Chancellor ‘breaks promise to sports’

06 December 2006

The listing was posted by The Central Council of Physical Recreation

Gordon Brown’s apparent decision to ignore the pleas of grassroots sport in his pre-Budget report renege on a specific pledge the Chancellor made to the public only weeks ago, according to sport and recreation’s umbrella body, CCPR.

In an article written by the Chancellor in the Daily Mail on October 25, Brown explicitly promised to use today’s report to concentrate more of the Government’s time and resources on sport, particularly amongst children.

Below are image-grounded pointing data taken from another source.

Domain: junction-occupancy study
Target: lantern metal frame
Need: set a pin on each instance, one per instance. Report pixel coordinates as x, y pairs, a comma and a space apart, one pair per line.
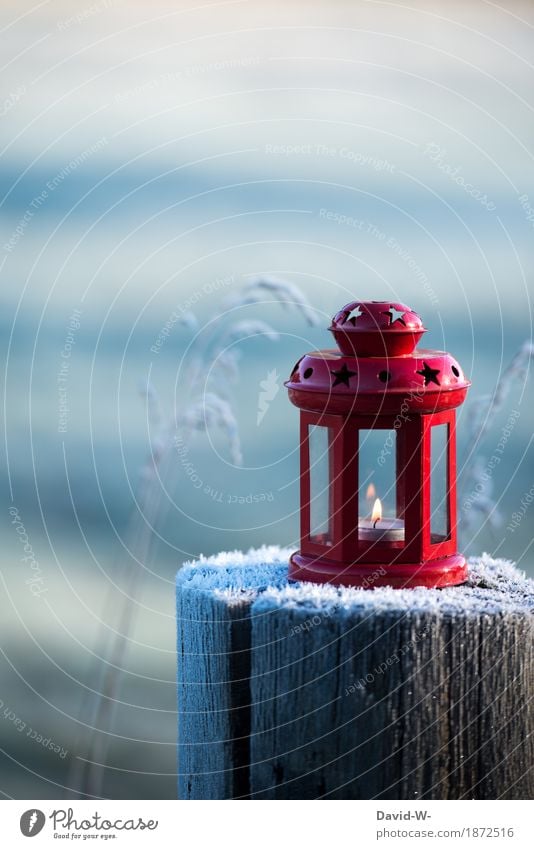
346, 559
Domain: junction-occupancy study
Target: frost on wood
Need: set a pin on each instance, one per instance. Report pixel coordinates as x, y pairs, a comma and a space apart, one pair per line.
308, 691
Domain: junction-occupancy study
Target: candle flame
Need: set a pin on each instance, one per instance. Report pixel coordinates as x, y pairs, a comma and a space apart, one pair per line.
376, 515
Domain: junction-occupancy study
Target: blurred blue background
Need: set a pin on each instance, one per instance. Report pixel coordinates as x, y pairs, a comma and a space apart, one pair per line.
156, 159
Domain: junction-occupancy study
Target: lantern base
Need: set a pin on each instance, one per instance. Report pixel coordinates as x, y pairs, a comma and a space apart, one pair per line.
440, 572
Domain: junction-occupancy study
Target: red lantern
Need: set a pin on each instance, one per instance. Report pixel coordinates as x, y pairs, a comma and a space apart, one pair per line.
378, 454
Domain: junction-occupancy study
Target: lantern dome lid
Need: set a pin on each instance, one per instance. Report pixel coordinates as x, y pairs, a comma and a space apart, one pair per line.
376, 328
377, 367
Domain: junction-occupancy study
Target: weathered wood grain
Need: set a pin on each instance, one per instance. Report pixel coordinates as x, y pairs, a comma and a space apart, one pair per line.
316, 692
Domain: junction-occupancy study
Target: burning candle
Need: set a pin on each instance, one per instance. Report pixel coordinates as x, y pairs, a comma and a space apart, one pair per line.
378, 529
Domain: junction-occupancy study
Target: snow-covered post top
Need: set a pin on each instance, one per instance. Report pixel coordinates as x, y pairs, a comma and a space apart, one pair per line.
308, 691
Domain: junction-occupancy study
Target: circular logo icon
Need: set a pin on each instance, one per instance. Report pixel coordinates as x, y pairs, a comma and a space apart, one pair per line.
32, 822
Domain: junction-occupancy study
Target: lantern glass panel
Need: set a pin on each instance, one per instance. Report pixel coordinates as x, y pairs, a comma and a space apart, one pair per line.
319, 440
378, 456
440, 526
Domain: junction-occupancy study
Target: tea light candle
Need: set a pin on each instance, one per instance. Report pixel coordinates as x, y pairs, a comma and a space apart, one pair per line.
377, 529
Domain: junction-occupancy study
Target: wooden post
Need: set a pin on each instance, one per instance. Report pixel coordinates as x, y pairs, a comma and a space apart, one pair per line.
303, 691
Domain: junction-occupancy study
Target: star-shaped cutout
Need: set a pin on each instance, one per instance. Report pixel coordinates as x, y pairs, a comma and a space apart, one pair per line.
353, 315
430, 374
395, 315
343, 375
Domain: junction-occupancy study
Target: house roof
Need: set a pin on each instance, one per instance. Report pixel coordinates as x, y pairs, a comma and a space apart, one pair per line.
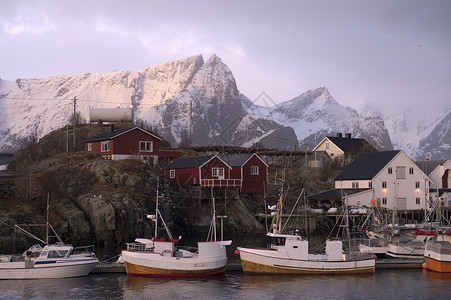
367, 165
109, 135
429, 166
335, 194
350, 144
190, 162
236, 160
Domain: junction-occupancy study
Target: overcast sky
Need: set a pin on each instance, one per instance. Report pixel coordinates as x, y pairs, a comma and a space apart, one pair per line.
380, 52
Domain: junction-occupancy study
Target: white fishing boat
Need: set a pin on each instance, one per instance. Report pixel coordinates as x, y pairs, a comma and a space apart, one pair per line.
51, 261
290, 255
161, 256
437, 254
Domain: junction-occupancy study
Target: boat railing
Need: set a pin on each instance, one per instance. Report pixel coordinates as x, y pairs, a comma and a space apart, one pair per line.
139, 247
188, 248
87, 251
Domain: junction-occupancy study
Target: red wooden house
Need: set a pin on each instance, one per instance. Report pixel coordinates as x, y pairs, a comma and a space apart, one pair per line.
245, 171
123, 143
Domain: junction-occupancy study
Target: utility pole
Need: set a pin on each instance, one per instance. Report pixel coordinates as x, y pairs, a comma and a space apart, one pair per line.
75, 105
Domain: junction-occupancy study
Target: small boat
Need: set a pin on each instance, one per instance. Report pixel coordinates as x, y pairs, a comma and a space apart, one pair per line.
161, 257
51, 261
399, 248
437, 254
290, 255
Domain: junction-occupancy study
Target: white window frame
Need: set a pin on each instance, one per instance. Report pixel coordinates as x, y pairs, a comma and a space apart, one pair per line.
145, 146
217, 172
254, 170
105, 146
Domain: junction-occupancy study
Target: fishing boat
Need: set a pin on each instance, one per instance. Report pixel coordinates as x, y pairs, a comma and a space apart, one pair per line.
56, 260
161, 257
289, 254
437, 254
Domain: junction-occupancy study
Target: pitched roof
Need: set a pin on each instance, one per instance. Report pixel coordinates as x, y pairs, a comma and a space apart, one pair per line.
367, 165
335, 194
232, 160
190, 162
108, 135
350, 144
236, 160
429, 166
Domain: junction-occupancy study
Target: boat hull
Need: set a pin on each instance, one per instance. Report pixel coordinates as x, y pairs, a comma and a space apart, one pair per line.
405, 251
18, 270
156, 265
263, 263
139, 270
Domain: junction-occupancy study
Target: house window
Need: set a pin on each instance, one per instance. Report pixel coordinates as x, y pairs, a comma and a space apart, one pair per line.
105, 146
145, 146
254, 170
217, 172
400, 172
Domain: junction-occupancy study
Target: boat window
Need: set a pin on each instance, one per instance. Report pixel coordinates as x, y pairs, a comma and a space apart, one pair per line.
57, 253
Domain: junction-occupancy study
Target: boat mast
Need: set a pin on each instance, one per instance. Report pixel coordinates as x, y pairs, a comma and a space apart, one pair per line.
348, 233
47, 224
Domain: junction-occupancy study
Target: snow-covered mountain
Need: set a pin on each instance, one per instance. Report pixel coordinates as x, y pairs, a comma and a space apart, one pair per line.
171, 96
159, 95
315, 114
417, 133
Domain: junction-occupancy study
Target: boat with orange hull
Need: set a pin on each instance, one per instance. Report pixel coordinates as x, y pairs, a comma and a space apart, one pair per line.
437, 256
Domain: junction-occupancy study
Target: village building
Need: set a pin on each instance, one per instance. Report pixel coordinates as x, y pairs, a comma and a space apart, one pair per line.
344, 149
387, 179
247, 172
126, 143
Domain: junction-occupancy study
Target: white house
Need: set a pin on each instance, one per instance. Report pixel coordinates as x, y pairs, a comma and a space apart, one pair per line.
439, 171
346, 148
388, 179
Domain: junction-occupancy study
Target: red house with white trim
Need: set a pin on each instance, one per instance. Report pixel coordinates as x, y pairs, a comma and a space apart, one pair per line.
124, 143
245, 171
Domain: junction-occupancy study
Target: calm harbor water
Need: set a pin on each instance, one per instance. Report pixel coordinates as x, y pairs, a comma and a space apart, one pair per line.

The article, unveiling the Chancellor’s new “vision for increasing young people’s participation in sport by 2012”, outlined how he would “set out in the pre-budget report how we can do better with a new focus on sports and fitness for our nation's children.” However, in his announcement at the Dispatch Box this afternoon, sport came off third best to consideration of other matters, including children’s toys and film piracy.

The absence of an announcement will come as a great disappointment to those working within grassroots and community sport, whose governing bodies are keen to make the most of the opportunities the build-up to the London’s Olympic in 2012 will present. They saw the pre-Budget report as a chance for the Government to re-establish its community sport credentials by providing the investment that many believe is necessary to get more people into active lifestyles on the back of the Games.

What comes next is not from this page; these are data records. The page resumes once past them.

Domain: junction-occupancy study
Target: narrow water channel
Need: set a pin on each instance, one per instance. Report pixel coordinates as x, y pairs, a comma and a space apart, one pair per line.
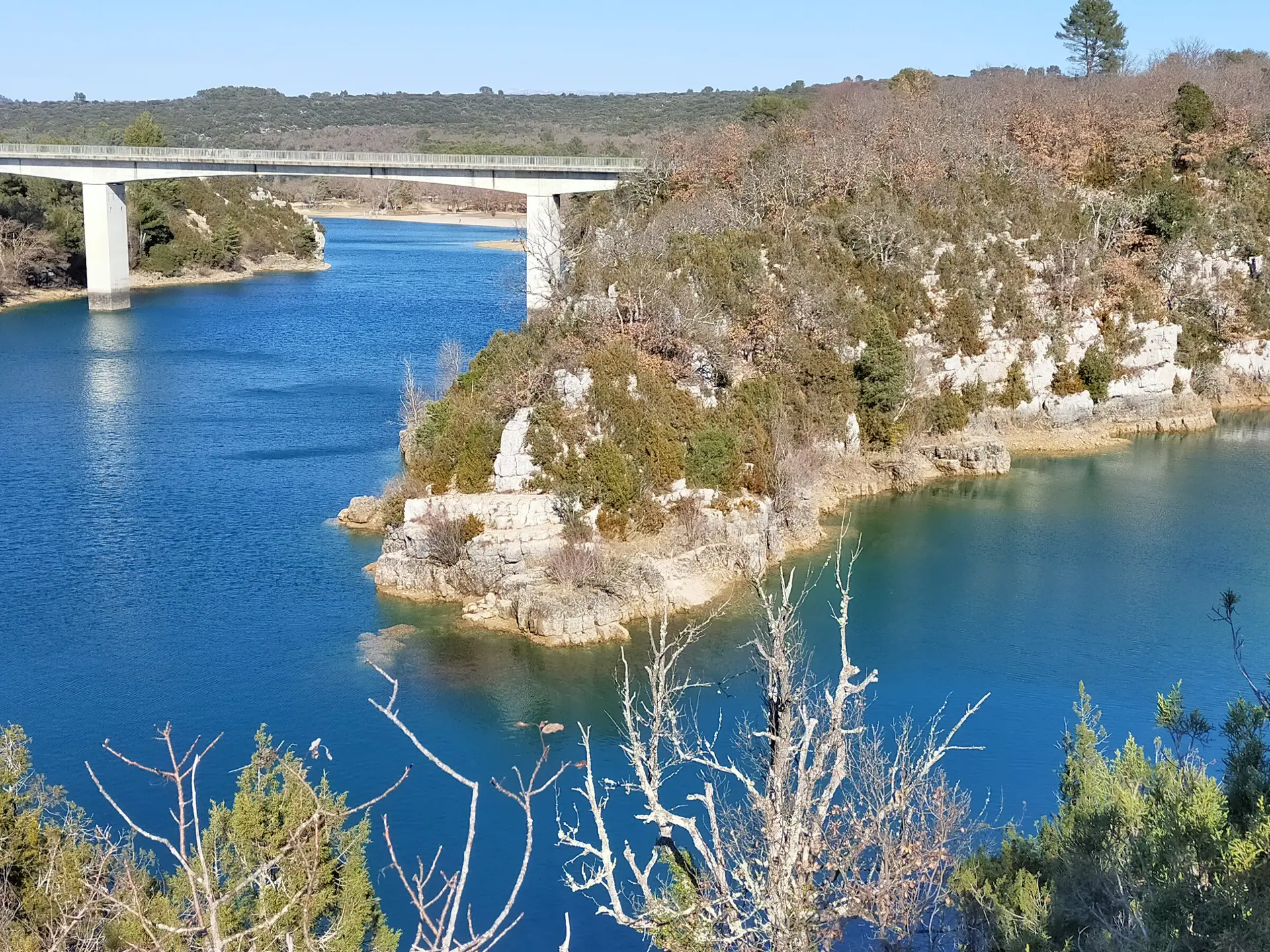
167, 476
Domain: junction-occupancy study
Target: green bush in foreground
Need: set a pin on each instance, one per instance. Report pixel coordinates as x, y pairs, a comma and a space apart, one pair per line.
1144, 853
714, 461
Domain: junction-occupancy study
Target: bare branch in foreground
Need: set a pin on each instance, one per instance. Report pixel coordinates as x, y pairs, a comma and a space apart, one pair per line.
810, 819
441, 904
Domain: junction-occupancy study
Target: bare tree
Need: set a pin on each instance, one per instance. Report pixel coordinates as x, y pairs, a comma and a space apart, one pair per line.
439, 898
810, 820
450, 366
414, 401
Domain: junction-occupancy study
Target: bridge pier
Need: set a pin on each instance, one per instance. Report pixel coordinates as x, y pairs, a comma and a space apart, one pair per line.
544, 241
106, 247
105, 169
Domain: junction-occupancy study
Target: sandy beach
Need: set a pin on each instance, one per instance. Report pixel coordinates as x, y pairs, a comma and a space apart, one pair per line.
499, 220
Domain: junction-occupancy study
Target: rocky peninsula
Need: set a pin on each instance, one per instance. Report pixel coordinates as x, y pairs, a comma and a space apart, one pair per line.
516, 568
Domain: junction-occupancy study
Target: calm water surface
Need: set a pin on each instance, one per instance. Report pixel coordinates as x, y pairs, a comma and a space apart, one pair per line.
168, 474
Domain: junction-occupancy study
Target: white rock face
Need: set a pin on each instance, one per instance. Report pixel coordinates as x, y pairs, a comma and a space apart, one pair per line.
853, 441
572, 387
1074, 408
991, 366
1151, 371
513, 466
495, 509
1249, 357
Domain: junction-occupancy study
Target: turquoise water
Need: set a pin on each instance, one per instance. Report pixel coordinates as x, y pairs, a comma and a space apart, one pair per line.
168, 474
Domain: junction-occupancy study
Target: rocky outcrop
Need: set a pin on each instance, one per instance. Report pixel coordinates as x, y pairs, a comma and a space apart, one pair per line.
503, 576
988, 459
513, 466
362, 513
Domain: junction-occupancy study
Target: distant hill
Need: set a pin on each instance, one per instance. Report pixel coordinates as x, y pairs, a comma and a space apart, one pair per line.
254, 117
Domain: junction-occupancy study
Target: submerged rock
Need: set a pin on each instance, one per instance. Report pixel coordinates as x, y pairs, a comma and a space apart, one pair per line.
362, 513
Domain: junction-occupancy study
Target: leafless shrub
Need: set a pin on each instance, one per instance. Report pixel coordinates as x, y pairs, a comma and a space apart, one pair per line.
448, 537
586, 567
441, 905
794, 471
691, 520
450, 366
24, 251
810, 820
1209, 380
414, 403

Tim Lamb, CCPR Chief Executive, expressed dismay at what he views as a missed opportunity after CCPR had lobbied over recent months for a number of specific fiscal reforms for the sector:

“We keep on hearing that ministers are committed to sport and recreation, but where is the evidence? This was a golden opportunity for the Chancellor to put his money where his mouth is – we heard a lot about the healthy state of the Exchequer’s coffers but nothing about how he is going to make the most of the chance the Olympics give us to get more people into sport and physical recreation to improve the health of the nation.

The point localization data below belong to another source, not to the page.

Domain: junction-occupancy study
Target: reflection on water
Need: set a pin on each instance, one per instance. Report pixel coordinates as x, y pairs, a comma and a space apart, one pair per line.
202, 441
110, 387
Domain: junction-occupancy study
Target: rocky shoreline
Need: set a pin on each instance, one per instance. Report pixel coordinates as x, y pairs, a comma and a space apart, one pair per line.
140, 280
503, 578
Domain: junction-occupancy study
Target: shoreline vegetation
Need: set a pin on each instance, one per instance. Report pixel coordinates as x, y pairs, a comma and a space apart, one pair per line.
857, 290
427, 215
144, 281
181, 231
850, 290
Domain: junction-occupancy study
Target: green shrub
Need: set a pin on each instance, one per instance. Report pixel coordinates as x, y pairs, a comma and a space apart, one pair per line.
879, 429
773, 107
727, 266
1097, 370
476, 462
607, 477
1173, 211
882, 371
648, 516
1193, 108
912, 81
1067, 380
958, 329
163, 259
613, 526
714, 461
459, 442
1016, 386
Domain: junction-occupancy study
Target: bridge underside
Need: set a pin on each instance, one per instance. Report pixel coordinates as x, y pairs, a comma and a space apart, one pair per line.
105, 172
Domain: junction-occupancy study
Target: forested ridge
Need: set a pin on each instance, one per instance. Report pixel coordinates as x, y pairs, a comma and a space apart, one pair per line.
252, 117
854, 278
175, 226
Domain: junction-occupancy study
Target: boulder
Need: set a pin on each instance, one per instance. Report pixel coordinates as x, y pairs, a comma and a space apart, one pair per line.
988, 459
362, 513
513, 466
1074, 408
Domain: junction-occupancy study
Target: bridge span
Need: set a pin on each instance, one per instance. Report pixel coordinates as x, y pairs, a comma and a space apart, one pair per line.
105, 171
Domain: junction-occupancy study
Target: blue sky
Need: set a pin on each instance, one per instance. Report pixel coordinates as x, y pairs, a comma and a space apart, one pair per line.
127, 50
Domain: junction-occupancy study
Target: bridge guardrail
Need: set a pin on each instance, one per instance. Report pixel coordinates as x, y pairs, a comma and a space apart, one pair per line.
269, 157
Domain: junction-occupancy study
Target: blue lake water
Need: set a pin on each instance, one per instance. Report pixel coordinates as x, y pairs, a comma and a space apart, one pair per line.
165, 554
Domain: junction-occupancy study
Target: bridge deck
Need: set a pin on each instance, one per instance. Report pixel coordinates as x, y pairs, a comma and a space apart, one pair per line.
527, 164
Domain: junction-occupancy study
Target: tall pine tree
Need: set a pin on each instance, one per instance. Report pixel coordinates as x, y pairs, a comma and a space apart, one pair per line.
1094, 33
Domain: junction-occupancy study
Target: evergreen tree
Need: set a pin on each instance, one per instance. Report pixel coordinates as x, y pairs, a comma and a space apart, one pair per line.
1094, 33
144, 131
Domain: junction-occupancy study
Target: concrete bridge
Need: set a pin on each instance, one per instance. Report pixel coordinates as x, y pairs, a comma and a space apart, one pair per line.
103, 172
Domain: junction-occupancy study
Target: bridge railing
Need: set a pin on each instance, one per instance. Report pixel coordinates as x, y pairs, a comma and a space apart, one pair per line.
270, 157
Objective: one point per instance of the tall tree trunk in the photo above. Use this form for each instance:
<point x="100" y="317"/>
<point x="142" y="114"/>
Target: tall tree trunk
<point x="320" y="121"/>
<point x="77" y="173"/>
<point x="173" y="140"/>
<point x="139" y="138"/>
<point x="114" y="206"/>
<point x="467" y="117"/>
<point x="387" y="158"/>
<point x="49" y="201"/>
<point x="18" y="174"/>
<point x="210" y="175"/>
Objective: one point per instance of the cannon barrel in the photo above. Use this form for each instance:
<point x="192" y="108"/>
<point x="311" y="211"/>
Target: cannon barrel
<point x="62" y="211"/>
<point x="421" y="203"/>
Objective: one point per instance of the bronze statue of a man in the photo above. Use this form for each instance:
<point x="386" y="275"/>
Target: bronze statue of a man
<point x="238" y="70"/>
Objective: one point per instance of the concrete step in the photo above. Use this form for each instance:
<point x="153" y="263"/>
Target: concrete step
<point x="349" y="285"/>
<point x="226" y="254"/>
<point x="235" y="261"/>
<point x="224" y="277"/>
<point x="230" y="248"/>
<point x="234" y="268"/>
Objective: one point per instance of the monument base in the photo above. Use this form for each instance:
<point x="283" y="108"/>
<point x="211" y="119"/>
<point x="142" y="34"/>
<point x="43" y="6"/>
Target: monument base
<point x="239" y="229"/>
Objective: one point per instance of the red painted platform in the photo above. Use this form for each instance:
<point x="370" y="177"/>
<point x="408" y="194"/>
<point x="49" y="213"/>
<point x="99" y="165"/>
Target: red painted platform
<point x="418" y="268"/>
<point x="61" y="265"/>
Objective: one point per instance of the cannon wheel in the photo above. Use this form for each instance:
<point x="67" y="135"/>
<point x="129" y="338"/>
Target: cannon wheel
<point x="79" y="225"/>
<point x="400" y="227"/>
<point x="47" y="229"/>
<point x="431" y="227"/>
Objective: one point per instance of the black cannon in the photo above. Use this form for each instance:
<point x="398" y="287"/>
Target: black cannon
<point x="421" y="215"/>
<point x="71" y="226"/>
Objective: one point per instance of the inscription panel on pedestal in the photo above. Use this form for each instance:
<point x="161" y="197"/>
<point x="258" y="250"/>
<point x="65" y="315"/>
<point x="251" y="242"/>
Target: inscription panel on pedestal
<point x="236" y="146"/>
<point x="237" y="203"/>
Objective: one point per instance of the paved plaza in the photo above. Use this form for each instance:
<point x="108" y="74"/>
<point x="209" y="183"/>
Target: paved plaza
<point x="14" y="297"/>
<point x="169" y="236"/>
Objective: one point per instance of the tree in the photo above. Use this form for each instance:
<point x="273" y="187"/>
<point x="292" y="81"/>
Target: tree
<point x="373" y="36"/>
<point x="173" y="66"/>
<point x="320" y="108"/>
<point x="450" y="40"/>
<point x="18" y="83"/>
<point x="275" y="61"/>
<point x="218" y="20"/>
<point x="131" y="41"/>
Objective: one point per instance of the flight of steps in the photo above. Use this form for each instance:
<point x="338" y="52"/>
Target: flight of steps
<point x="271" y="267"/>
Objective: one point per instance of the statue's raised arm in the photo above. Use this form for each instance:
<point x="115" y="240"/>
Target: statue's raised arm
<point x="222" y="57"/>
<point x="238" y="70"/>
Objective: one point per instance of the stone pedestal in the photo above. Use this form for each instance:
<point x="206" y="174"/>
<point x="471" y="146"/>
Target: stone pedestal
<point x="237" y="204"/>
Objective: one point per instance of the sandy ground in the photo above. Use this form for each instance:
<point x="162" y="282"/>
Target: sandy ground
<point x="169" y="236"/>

“But today is more than a missed opportunity - it is also a broken promise. Gordon Brown made a specific and public pledge to address this issue only a few weeks ago but now it seems it has slipped his mind altogether. There are only six Budgets between now and the Olympics and each one that passes without any new investment in community sport is an indictment of ministers’ commitment to use the Games as an inspiration to the public.

“Amongst all the feuding about Olympic budgets and cost over-runs it seems that the word ‘sport’  has been almost completely forgotten.”